The second thing to note on the Chelsea entrance is the door itself. First, the high gloss paint serves to catch your attention and give you a focal point as you approach the door. I also like the subtle rivets on the door as they make a traditional door slightly more interesting. Second, the brass hardware is more substantial and more numerous than on the historic home on the left. I think the addition of the doorknocker and the house number are quite important. The door number ensures that guests immediately feel comfortable as their is no confusion that they are in the wrong place. The doorknocker, with it’s lion theme, shows us a little bit about the personality of the owners even before we enter their home. I find the hardware on the Chelsea door to be much more successful, almost like well-chosen jewelry on an outfit. It adds refinement and a subtle sheen that elevates the whole look.

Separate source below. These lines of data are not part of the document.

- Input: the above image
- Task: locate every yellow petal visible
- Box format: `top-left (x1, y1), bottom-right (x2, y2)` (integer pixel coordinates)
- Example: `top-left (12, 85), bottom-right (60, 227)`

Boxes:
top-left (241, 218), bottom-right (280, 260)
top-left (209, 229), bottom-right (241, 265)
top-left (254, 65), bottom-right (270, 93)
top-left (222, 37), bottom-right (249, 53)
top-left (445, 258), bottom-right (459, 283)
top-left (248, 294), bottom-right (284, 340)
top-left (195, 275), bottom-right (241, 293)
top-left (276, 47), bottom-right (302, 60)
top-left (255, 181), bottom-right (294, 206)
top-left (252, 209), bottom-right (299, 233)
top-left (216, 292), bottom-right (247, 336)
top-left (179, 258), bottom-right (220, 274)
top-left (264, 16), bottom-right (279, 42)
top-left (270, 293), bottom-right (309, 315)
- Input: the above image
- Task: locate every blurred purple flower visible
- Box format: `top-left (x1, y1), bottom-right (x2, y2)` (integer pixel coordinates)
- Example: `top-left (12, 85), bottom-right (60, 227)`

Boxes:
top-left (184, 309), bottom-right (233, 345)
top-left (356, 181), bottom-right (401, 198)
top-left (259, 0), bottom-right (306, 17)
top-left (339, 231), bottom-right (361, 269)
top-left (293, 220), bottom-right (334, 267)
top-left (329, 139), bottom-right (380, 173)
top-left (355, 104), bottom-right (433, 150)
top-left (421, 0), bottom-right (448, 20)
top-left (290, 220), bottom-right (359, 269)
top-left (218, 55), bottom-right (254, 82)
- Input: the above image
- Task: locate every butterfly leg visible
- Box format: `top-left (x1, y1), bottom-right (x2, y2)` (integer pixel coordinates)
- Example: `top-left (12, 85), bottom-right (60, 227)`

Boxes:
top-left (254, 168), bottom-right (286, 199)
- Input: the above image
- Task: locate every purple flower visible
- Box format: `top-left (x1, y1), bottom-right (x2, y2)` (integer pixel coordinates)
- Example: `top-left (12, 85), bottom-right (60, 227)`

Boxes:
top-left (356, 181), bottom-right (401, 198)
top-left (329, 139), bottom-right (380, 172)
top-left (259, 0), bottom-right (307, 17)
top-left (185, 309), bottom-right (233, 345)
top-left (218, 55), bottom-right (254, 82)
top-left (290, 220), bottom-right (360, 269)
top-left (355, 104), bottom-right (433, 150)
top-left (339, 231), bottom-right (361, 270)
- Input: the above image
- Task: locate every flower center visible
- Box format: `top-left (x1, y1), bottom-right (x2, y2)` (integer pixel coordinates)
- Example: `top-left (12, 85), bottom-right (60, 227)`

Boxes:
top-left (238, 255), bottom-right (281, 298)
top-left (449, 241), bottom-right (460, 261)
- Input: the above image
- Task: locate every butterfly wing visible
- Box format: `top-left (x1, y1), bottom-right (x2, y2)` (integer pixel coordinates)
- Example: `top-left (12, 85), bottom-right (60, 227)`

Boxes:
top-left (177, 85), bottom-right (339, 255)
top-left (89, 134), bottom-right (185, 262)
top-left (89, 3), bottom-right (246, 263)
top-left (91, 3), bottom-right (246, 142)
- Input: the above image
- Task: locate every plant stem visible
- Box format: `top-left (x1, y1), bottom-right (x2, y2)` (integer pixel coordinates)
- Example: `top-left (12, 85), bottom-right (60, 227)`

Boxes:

Finally, there is a cohesion to the Chelsea entrance that the historic home just doesn’t have. The Chelsea entrance uses the power of repetition to make the entrance pleasing. The black is repeated on the door, the railings, and the light fixture. The white is repeated on the walls, flowers, planters, and steps. The brass is repeated on the door. On the historic home, there is no sense of repetition and materials seem to be used willy nilly. The steps are different from the landing, which is different from the walls. Another thing that adds to the cohesion of the Chelsea entrance is the use of quality materials across the board. The steps are marble, the railings are thick, the brass is heavy. While you can tell many quality materials were used on the historic home, the cement steps, flimsy railings, and barely-there door hardware take away from the appeal of the beautiful door and surround.
What I ultimately love about the Chelsea entrance is the fact that it seems to welcome you inside. You simultaneously know where you are headed and that you will be taken care of once you get there. There is something that puts you at ease as you approach the London door, whereas there is a slight apprehension as you approach the American home. Are you in the right place? Will you make it up the steps? Are these people friendly? These are not questions you want guests to your home to ask on approach. You want your guests to have a sigh of relief as they have made it to their destination, and they know there is refreshment, relaxation, and friendship waiting for them on the other side of the door.
Have you come across any particularly appealing entryways recently? Is your own entryway more like the one on the left or the right?